A MUM-TO-BE has criticised the Department for Work and Pensions (DWP) after her Universal Credit (UC) payments were severely reduced and she was forced to live on a penny last month.

Twenty-year-old Keeley Sheppard, from Lechlade, who is 29 weeks pregnant and is about to move into a new home, was devastated to find that her benefits had dropped so low with no explanation, having expected to receive £500.

UC is a monthly payment to help with living costs for those who have low income or are out of work.

It is currently being introduced across the UK and replaces Child Tax Credit, Housing Benefit, Income Support, Jobseeker’s Allowance, Working Tax Credit and income-related Employment and Support Allowance.
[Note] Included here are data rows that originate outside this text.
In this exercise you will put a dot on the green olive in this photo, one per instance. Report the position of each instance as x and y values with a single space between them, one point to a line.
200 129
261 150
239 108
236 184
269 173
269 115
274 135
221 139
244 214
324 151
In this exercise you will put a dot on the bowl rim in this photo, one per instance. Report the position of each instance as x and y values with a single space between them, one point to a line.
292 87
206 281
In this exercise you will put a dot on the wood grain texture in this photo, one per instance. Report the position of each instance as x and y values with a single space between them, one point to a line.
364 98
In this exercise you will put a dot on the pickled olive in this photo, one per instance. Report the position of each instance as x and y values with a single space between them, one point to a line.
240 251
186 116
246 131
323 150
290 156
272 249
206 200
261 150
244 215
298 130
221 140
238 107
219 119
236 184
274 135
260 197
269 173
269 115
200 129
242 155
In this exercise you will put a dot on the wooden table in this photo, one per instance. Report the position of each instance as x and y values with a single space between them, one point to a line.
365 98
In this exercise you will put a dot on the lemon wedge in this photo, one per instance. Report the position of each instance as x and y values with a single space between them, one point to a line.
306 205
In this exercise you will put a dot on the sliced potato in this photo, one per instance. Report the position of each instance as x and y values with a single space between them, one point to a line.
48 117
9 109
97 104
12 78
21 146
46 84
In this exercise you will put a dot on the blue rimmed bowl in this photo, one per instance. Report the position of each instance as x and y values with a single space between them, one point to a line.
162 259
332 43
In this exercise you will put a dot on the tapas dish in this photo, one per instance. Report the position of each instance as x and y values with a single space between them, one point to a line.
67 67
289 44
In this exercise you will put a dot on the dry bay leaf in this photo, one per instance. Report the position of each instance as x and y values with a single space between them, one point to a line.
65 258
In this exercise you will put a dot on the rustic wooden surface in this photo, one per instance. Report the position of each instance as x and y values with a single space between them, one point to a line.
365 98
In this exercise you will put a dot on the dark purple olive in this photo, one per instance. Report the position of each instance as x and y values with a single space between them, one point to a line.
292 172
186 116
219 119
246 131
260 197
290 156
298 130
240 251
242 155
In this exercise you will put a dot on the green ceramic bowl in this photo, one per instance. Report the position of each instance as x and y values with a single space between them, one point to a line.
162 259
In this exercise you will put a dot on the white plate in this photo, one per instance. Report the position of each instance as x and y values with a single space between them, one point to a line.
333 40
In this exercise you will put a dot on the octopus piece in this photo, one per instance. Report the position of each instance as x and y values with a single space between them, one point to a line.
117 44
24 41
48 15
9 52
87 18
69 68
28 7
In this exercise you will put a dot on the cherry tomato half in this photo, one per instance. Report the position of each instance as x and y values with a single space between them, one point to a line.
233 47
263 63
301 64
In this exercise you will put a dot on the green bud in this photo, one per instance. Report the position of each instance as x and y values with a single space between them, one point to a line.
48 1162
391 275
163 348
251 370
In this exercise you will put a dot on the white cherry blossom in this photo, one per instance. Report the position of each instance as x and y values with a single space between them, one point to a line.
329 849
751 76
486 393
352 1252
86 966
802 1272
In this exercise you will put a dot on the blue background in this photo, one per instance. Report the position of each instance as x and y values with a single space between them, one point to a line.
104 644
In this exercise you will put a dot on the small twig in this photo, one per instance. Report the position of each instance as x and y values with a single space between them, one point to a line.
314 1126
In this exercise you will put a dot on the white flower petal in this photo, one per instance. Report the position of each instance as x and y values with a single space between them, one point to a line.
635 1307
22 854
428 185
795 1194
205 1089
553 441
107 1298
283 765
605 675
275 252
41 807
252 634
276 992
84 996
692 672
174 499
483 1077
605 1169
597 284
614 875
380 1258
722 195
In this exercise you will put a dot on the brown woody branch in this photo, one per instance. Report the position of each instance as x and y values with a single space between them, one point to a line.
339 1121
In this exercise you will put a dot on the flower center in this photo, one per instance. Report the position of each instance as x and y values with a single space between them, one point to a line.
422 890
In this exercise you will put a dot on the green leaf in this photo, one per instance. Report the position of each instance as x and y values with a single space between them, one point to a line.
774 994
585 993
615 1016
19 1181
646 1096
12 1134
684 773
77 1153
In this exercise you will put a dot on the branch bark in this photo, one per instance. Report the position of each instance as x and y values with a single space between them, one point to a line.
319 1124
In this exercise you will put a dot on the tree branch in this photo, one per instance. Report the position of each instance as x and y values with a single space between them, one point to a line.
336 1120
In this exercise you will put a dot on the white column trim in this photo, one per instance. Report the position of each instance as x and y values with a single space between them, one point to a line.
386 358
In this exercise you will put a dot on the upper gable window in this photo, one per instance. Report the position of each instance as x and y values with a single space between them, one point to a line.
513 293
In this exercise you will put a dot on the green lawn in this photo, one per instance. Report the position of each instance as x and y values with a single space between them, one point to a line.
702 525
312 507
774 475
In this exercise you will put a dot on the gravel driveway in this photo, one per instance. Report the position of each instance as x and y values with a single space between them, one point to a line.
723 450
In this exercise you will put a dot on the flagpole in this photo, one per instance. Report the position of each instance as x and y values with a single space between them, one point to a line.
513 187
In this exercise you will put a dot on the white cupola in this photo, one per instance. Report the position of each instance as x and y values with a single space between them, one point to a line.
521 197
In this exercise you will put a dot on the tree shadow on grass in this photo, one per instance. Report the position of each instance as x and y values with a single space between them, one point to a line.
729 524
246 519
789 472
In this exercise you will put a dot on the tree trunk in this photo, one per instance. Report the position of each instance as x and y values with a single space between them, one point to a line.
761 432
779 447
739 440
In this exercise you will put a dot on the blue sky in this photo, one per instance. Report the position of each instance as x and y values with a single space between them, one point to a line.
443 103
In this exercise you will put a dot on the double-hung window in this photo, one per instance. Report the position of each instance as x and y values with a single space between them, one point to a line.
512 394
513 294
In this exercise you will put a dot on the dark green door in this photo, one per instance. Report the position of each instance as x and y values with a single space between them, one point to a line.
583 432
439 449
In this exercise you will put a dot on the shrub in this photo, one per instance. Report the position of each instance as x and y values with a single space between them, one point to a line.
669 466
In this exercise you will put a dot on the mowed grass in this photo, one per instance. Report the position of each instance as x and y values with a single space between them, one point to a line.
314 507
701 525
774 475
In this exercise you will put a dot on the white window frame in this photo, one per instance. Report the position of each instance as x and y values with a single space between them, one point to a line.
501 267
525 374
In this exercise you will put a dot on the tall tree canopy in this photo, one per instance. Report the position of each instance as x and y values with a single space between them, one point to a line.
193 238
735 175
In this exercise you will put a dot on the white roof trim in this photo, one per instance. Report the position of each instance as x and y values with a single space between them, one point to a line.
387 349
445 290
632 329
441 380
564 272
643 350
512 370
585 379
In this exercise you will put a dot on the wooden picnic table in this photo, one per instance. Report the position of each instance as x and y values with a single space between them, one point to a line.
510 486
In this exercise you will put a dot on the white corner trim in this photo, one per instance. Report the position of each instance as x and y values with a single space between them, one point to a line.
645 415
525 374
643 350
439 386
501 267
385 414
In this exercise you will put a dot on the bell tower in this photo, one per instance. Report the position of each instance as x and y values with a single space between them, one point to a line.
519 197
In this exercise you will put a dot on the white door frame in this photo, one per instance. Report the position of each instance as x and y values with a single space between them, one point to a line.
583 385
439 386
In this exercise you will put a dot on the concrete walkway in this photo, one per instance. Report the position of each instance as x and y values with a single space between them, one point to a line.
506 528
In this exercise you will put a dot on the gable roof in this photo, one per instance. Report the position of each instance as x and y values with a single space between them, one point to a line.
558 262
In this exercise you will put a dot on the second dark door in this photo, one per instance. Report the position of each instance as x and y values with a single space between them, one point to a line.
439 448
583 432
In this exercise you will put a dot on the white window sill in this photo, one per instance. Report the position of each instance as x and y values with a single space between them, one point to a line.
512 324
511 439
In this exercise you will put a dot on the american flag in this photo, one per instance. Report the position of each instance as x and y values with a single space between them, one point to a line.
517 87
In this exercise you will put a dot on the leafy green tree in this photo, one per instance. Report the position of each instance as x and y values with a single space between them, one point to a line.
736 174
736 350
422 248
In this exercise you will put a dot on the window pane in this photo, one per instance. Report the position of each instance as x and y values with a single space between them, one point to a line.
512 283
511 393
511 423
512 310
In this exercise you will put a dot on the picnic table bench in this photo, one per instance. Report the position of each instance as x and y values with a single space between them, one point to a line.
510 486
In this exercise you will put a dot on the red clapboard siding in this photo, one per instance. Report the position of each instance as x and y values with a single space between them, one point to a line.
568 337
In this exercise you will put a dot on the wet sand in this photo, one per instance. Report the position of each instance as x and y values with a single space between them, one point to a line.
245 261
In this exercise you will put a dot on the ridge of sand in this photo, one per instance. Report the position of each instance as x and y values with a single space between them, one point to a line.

Keeley and her partner Dan Pye, 25, are expecting their first child at Christmas and moved to the Cotswolds from Somerset in May, when they switched to a joint Universal Credit claim.

“We were both on single universal credit claims before,” said Keeley, who, along with Dan, has moved in with her dad and step mum in Gassons Way but is due to move into affordable accommodation in Fairford.

“Everything was fine, we went to appointments, did all that stuff,” she said.

“We moved up here to be closer to my dad and, having lived separately before, we went onto a joint claim because we were moving in together, and trying to get our own first place.

“It wasn't until last month when we logged on to our UC account and found out we were getting paid a penny,” she said.

If a claimant hasn’t done one of the activities in their claimant commitment they could be sanctioned, meaning their UC payments will be temporarily reduced.

However, Keeley said she has been given no explanation for the sanction, and has been forced to take out a £300 Recoverable Hardship Loan from the job centre.

This month, their UC payment has increased to £40 but is still well below what was expected.

“In the last month I have been told, because I'm 29 weeks pregnant now, that I can only be sanctioned up to 20 per cent, if I am sanctioned," she said.

“But I've been sanctioned pretty much fully.”

Keeley’s step mum Billiejo has got Fibromyalgia so is no longer working, while her 16-year-old sister also lives at the same flat – “so it’s all five of us on my dad’s wage”.

“Obviously, our UC helps them out a little bit and my dad can't afford to keep all of us, he's trying his hardest, we're making it work to a certain point but it is hard.”

Keeley, who has been prescribed anti-depressants due to the stress of the situation, said the DWP “won't give us a straight answer. They just keep saying the same thing: ‘you're just going to have to ask for another loan this month’.”

Billiejo said: “It's absolutely disgusting that [they] are setting them up, a young couple, due a baby at Christmas and just going into their first home, into debt and to fail already when [they] are not giving them any answers and it's an absolute disgrace.”

A DWP spokesman said: “Only a small minority of UC claimants are sanctioned.

"People are given every opportunity to explain why they have failed to meet their agreed commitments before a decision is made.

“Staff were in contact with Ms Sheppard to make sure she was aware of the deduction but they were not aware that she was pregnant.

"Ms Sheppard was advised she could access a hardship payment – which she did – receiving it on the same day she applied.”